IOW, we could likely rely on symbol visibility support, if there's advantage
in that.


> I have a couple of very minor nitpicks:
> 
> 1. The comment for the shared _PG_init/_PG_fini declarations could be
> worded better, perhaps like
> 
>  * Declare _PG_init/_PG_fini centrally. Historically each shared library had
>  * its own declaration; but now that we want to mark these PGDLLEXPORT,
>  * using central declarations avoids each extension having to add that.
>  * Any existing declarations in extensions will continue to work if fmgr.h
>  * is included before them, otherwise compilation for Windows will fail.

WFM.


> 2. I'm not really thrilled with the symbol names C[XX]FLAGS_SL_MOD;
> it's not apparent what the MOD means, nor is that documented anywhere.

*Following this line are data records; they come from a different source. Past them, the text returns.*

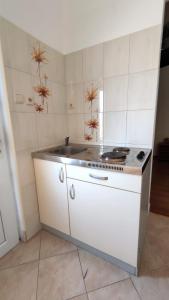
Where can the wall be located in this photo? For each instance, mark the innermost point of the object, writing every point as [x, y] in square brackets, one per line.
[162, 125]
[125, 71]
[42, 19]
[32, 130]
[92, 22]
[71, 25]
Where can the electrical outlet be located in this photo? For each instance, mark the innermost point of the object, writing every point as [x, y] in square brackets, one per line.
[19, 99]
[29, 101]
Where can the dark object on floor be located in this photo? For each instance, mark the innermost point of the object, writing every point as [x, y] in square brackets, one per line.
[159, 198]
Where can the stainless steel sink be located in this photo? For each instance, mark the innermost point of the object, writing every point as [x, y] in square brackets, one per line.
[67, 150]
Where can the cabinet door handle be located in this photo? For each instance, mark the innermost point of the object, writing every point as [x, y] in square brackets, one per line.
[99, 177]
[72, 192]
[61, 175]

It's for module, which I got from pgxs' MODULES/MODULE_big (and incidentally
that's also what meson calls it). Definitely should be explained, and perhaps
be expanded to MODULE.


> Maybe C[XX]FLAGS_SL_VISIBILITY?  In any case a comment explaining
> when these are meant to be used might help extension developers.
> (Although now that I look, there seems noplace documenting what
> CFLAG_SL is either :-(.)

I was thinking that it might be nicer to bundle the flags that should be
applied to extension libraries together. I don't think we have others right
now, but I think that might change (e.g. -fno-plt -fno-semantic-interposition,
-Wl,-Bdynamic would make sense).

I'm not wedded to this, but I think it makes some sense?


> Beyond that, I think this is committable.  We're not likely to learn much
> more about any potential issues except by exposing it to the buildfarm
> and developer usage.

Cool. I'll work on committing the first two then and see what comes out of the
CFLAGS_SL_* discussion.

Greetings,

Andres Freund



Commits

  1. Mark all symbols exported from extension libraries PGDLLEXPORT.

  2. Default to hidden visibility for extension libraries where possible

  3. Remove now superfluous declarations of dlsym()ed symbols.